The failure of Measure 28 will force the state to make $310 million in spending cuts on top of $700 million slashed from the budget last year.
Vital services will be cut all across Oregon. These include education, human services, and public safety.
* Mentally and physically disabled people will lose their services
* the K-12 school year will be further shortened possibly by 15 more days
* higher education tutitions will be raised
* people will lose access to medication (many of these people cannot live on their own without these medications.
* mental health services will be further cut - many agencies have already laid off 25% of their staff
* drug/alcohol treatment centers will be closed
*some correction facilities will be closed or partially closed
*services will be cut that are provided by public defenders
Further budget cuts will take place on March 1 will have major impact on mental health and addiction treatment programs statewide. An estimated 118,000 people will lose access to treatment services, forcing many to leave current treatment centers unless they can the full cost.
Mental health services will be limited, and medications for those diagnosed with mental illnesses will no longer be covered by the Oregon Health Plan.
Services to seniors will be drastically cut. Some nursing facilities will have to close. Seniors who live in their homes and need in-home care will lose their services placing them in jeopordy of harm or neglect. Nearly 4,200 Oregon seniors and people with disabilities are being advised to prepare for an end of Medicaid-paid services on Feb. 1. More notices will go out mid-Feb.
Services to infants, toddlers and preschoolers with disabilities will be reduced and day-care assistance for low-wage working families will be cut.
Pending State Budget Cuts...
The following cuts have ALREADY BEEN APPROVED by the legislature if Ballot Measure 28 fails:
? $95 million reduction in basic school funding, forcing local school districts to either layoff teachers, shorten the school year or increase class size.
? $3.1 million in early intervention for infants, toddlers and pre-schoolers with disabilities. Services to 785 children would be eliminated, possibly setting up the state for a federal lawsuit.
? $40.9 million to the university and community college systems.
? $21.6 million reduction achieved by closing five state prisons, releasing 3,360 inmates and laying off 923 Department of Corrections staff.
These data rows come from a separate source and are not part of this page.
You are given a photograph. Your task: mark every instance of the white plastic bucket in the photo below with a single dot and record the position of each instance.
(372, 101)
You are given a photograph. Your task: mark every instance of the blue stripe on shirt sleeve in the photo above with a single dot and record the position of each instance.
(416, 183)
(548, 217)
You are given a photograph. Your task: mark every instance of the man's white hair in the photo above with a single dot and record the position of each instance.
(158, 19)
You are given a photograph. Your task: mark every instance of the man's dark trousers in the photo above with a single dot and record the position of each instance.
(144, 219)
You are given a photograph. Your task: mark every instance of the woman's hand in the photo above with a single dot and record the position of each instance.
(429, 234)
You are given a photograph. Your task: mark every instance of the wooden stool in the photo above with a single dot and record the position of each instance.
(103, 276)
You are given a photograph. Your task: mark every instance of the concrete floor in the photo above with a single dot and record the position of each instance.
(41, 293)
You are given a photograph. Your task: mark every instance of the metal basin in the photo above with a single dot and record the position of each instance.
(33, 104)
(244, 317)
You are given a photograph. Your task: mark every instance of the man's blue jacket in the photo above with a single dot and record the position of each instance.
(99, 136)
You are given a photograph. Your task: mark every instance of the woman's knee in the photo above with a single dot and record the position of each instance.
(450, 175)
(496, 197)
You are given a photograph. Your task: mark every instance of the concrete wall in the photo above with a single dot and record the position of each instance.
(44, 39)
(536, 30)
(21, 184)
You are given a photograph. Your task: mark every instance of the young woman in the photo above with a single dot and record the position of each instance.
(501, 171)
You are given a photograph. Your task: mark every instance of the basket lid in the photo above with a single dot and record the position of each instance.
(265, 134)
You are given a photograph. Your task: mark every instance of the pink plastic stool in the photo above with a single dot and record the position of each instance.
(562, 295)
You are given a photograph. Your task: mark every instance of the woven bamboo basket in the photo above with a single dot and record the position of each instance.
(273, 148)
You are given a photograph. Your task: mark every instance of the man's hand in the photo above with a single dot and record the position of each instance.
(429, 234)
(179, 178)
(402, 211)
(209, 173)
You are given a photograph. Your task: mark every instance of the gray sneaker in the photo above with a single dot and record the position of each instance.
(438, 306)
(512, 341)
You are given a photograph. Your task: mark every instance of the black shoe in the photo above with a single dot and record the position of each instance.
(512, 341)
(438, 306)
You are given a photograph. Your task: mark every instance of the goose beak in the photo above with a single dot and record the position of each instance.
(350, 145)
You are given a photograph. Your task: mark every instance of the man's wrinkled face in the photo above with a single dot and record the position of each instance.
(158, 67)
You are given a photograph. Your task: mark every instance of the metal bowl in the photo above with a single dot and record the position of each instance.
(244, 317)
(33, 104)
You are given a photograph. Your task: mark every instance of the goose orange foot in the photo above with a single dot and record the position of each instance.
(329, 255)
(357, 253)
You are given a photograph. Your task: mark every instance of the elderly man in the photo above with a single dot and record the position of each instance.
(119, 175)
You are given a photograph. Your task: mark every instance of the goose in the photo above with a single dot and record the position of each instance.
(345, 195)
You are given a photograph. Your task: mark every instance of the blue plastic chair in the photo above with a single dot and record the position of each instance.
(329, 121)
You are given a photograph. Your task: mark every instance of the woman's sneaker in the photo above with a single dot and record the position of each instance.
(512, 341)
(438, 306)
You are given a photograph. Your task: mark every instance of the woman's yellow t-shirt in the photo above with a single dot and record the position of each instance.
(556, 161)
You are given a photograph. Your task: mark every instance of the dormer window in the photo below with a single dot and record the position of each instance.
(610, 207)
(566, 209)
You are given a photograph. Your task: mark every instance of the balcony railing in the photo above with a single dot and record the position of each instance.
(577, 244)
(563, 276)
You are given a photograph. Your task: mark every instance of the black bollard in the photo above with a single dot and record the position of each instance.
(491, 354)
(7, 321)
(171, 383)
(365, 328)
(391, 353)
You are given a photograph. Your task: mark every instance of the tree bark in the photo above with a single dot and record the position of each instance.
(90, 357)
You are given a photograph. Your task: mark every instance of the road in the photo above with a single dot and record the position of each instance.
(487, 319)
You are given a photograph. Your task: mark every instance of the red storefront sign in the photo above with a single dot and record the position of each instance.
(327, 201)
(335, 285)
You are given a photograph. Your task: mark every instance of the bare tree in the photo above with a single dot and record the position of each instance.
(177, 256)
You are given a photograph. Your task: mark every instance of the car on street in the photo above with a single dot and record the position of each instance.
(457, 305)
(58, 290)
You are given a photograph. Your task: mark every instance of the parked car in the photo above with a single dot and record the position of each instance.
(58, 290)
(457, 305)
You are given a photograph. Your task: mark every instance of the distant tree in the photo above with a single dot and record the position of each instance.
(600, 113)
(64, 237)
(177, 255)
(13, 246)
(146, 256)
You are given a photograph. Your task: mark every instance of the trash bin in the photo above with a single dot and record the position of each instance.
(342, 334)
? $7 million reduction in grants to counties; counties may in turn return local inmates to state custody.
? $3 million reduction to the Oregon State Police, including 322 OSP positions.
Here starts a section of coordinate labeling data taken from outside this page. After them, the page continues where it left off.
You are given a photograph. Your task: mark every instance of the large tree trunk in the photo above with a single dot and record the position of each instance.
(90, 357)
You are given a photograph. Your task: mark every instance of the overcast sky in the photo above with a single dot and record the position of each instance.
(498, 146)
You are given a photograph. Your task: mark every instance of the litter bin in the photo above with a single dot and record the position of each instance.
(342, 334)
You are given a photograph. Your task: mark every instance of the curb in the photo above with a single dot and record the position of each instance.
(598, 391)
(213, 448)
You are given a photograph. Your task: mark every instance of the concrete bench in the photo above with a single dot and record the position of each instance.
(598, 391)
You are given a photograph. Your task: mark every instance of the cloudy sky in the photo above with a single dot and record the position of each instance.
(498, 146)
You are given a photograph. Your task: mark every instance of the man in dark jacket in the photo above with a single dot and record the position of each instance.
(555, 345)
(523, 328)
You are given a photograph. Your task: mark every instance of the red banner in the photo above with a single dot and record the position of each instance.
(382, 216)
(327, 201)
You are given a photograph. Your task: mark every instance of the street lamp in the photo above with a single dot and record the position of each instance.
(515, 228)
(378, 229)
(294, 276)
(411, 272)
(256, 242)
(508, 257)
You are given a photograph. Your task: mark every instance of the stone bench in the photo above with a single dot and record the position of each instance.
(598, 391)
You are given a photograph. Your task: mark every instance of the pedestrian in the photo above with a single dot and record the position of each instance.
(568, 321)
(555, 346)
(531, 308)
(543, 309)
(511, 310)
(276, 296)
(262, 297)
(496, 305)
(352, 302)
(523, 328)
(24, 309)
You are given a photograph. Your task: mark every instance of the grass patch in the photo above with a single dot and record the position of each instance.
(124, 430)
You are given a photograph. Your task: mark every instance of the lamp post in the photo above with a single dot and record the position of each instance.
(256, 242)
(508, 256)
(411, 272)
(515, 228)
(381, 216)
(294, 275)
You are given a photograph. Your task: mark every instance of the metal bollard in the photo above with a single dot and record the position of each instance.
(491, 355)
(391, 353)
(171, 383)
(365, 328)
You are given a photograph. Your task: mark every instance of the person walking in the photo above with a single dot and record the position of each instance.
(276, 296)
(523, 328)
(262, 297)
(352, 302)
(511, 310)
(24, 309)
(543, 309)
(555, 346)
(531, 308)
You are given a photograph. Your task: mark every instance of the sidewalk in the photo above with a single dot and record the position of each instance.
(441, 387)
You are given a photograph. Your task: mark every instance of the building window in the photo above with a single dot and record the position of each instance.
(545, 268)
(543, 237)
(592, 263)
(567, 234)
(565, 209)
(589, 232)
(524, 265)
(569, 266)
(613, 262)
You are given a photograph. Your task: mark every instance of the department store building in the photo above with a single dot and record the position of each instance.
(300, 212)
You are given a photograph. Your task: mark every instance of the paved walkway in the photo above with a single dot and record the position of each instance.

? $4.7 million reduction to the Oregon Youth Authority, eliminating 250 OYA beds at four facilities statewide.
? $8 million reduction to the Oregon court system, closing most courts on Fridays.
? $20.6 million reduced from long-term medical care for over 11,000 senior citizens.
? $1.5 million reduced by eliminating Oregon Project Independence.
? $11.8 million in eliminated services to 5,512 Oregonians with developmental disabilities, possibly causing federal lawsuits.
? $8.7 million reduction for certain services, including treatable cancer, for all 438,000 Oregon Health Plan clients.
? $7.2 million reduction for over 118,000 people currently eligible for other Oregon Health Plan benefits.
? $3.3 million eliminated from assistance to 2,7000 low-income people with disabilities.
? $1.5 million cut in employment-related child care.
? $544,000 reduction in community health aid for 10,5000 Oregonians not on Medicaid.
? $667,000 eliminated for 122 adult mental health treatment beds.
? $1.1 million eliminated from the 115 alcohol and drug treatment beds state
Sources for this article: The Oregon Voter's Pamphlet, The Recovery Association Project, Addiction Counselors Certification board of Oregon.